And there it is. Something you’ve probably heard hundreds or thousands of times, and maybe never thought about once. DiMercurio, a voice-over actor, onscreen actor, singer, and podcaster, first went viral on TikTok last September when she revealed that she is the voice of many, many, many Bluetooth speakers, gadgets, and smart-home devices. Suddenly, she had 17 million views on one post, more than 700,000 followers, and her mentions were full of comments like “OMG did you do the Duolingo Premium voice?” and “Low battery, please recharge.”
DiMercurio—or the Bluetooth Lady as she has nicknamed herself—began taking voice-over jobs as a way to pay her New York City rent while auditioning for Broadway roles and bartending in the mid 2010s. “It took about six months before it was not my side hustle anymore, and I was recording full time,” she says. DiMercurio signed up to five or six online voice-over platforms and marketplaces, including Voices.com, Voices123, Voice Bunny, Fiverr, and Indeed. She recorded a whole bunch of backend workplace training videos (“Click next to continue”), phone tree systems (“That always gives me a jump scare when it’s me”), and one DealDash commercial which appears to still be running: She was paid just $75 for it. “At the time I didn’t have representation.

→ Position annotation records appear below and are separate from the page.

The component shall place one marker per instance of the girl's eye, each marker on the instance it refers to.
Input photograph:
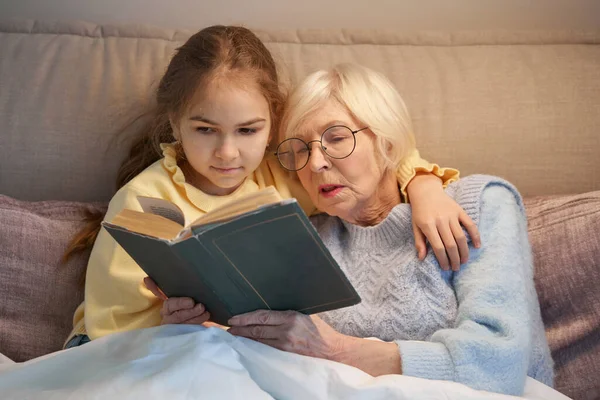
(247, 131)
(205, 129)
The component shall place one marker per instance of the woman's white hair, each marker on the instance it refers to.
(368, 95)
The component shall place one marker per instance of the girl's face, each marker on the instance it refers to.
(224, 135)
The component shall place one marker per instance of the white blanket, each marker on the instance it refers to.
(192, 362)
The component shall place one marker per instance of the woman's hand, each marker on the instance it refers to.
(178, 310)
(440, 219)
(289, 331)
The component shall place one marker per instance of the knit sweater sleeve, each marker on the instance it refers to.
(489, 346)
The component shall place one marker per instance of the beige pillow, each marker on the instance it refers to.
(565, 235)
(39, 294)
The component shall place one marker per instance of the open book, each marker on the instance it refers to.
(258, 252)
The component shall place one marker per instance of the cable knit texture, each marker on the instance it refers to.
(480, 326)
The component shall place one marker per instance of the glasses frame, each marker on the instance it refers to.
(320, 141)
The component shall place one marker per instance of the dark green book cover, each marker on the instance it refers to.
(270, 258)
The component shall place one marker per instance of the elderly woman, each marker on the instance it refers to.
(343, 132)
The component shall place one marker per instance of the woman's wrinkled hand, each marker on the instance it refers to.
(437, 218)
(178, 310)
(289, 331)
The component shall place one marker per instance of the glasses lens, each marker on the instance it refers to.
(338, 141)
(292, 154)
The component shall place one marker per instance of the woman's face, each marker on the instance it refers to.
(341, 187)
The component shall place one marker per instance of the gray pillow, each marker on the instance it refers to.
(565, 235)
(39, 293)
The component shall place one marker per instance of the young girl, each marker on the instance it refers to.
(218, 107)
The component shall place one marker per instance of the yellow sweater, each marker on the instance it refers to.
(115, 297)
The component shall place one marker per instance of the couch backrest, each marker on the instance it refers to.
(521, 105)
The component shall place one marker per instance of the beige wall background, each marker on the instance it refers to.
(282, 14)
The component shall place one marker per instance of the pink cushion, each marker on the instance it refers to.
(565, 235)
(39, 294)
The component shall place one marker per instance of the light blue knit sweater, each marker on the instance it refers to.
(480, 326)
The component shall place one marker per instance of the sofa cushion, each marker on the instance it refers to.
(565, 236)
(39, 293)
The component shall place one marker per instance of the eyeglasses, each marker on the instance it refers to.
(337, 142)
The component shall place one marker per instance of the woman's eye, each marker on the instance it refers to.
(247, 131)
(204, 129)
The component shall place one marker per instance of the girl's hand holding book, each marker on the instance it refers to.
(178, 310)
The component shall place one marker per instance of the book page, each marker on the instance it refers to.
(163, 208)
(147, 224)
(252, 201)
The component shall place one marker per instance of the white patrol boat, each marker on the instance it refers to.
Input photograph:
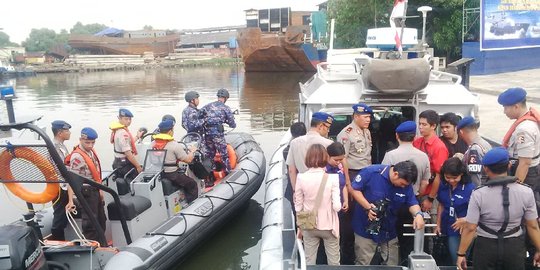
(397, 90)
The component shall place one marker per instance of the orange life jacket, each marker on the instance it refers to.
(532, 115)
(95, 169)
(131, 139)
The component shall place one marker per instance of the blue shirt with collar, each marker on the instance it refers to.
(374, 182)
(458, 199)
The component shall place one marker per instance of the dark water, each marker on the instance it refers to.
(268, 103)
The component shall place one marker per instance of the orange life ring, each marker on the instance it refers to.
(43, 164)
(232, 156)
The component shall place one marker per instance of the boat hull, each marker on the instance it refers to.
(276, 53)
(160, 46)
(172, 241)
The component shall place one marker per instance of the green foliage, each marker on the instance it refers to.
(354, 17)
(86, 29)
(40, 40)
(4, 40)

I was just like ‘here are my rates.’”
Between 2015 and 2018, DiMercurio also did a lot of voice-over work for Bluetooth and Wi-Fi–connected products and tech how-to videos for everything from speakers to air purifiers. “I got something that was an internet-of-things device—probably three or four of those a week,” she says. “When I got off of those platforms, I think I had done around 9,000 jobs. I mean, we put voices in everything in the late 2010s. Rice cookers and stuff would talk to you; I did a lot of those.”
So when friends ask her, Did you do this one? or tell her that they hear her voice when they change the volume on their wireless headphones, she really doesn’t know for sure. “Some of the jobs had the names of products in them, but most were faceless usernames, the standard ‘Bluetooth connected, Bluetooth paired, Bluetooth disconnected.’ A few times I’ve run into it, but by the time it’s in a device, it’s been so compressed, and it’s not my normal speaking voice. I’m like, maybe? That might be me?”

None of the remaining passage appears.